For those that remember, in the early days of the PC x86 market, you needed a Maths Co-Processor to handle the maths operations in large-scale data processes. In those days, I was working in Oil and Gas, and it was the early days of GPS. What’s becoming increasingly apparent to me is that the story of that combination of a data-intensive system and an external "helper" has some clear and informative parallels with our situation today.
To get accurate readings from the systems available back then, we needed to have two locations set up or sit for 5 days using the transit satellite network. One location was a known point, which had been painstakingly surveyed into a first, second or third-degree trig pillar (Trigonometry (Trig) Pillar History Triangulation Station Overview). The second location was a new point where we wanted to record its location to a high degree of accuracy.
However, in those early days, the US military injected noise into the CA (Civilian Access) code to degrade the signal and make positioning less accurate. To overcome this signal degradation, we used something called Differential GPS. This process involved recording the positions of two systems, one known and one new, and calculating the noise applied. By continually adjusting the data so the first known system on the Trig point was always correct, we could then apply those same changes (i.e. the differential) to the remote receiver.
However, this consumed lots of processing power, and in those days, the CPUs were not designed to run operations like that, so we needed to install a Maths Co-Processor.
In my last blog, I spoke about how we created the contract analytics space with Seal Software and that this was only possible due to the hardware for consumer-based systems moving from 32-bit to 64-bit processing.
Fast forward to today, and the situation resembles the days of GPS systems, as external processors (GPU, LPU, TPU, NPU, etc) are needed to process the vast amounts of calculations used by LLMs.
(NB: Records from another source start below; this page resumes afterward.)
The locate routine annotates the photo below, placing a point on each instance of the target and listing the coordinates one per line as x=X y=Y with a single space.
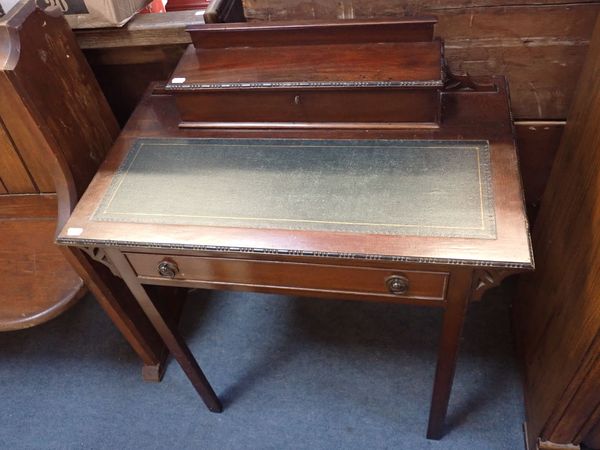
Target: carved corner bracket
x=99 y=255
x=484 y=279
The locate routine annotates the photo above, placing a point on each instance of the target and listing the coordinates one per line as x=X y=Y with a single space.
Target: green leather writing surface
x=399 y=187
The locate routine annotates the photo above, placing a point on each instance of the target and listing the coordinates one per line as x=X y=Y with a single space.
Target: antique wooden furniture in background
x=539 y=47
x=557 y=314
x=405 y=211
x=55 y=129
In time, these will go the way of the maths co-processor, and today’s NPUs and GPUs will be absorbed into a single system and find their way into our mobile phones.
This repeating cycle is important because whilst it presents a technical challenge, we have identified a way of resolving it that presents a significant opportunity for users, enterprises and software developers.
Soon, we will have on-chip LLMs for edge computing, much like we have GPS on every phone. This will allow users to interact with and utilise an LLM that can be tailored to each individual. It will be able to provide information and help in all kinds of situations, so the user never becomes lost in the data wilderness– just as GPS keeps us from getting lost in the physical world.
However, this advance brings us to the technical challenge – let’s call it the start point problem.
I’ll take a simple example. My friend Dave, down at the local pub, has run a small company for years. I can ask him how to run my company and get advice on the various tasks involved. He is probably able to give a set of answers that fulfils my needs and will charge me very little.
At the other end of the spectrum, I could engage one of the top business consulting firms - KPMG, PWC or Deloitte. I will have the same questions, but their answers are going to be more expensive and presumably of a higher quality. Which starting point is better for me? I have no idea!
The new local LLMs face the same challenge: how to select the best starting point to traverse the network to gain the best possible outcome.
Just as triangulation depends on high-quality reference points, LLMs rely on the quality of their inputs and starting conditions. Poor inputs can lead to hallucinations or unreliable outputs, and users will lose their way. Ensuring the starting points are precise and well-calibrated is essential for high-quality outcomes.
However, as LLMs migrate to the edge, they must be reduced in size. There are several ways to accomplish this, but whatever method they use, they will lose some information as their size is reduced. I will not go into the differences and benefits of each method, but what is important is that each share the opportunity to reduce this loss whilst preserving as much accuracy as possible.
It is this challenge that we at DM are working to solve. We are creating a new market space that addresses an unsolved business problem with a solution that can truly fly due to the recent advances in everything from maths to hardware. And much like the creation of the contract analytics space, we will enable our customers to take full advantage and fly with us.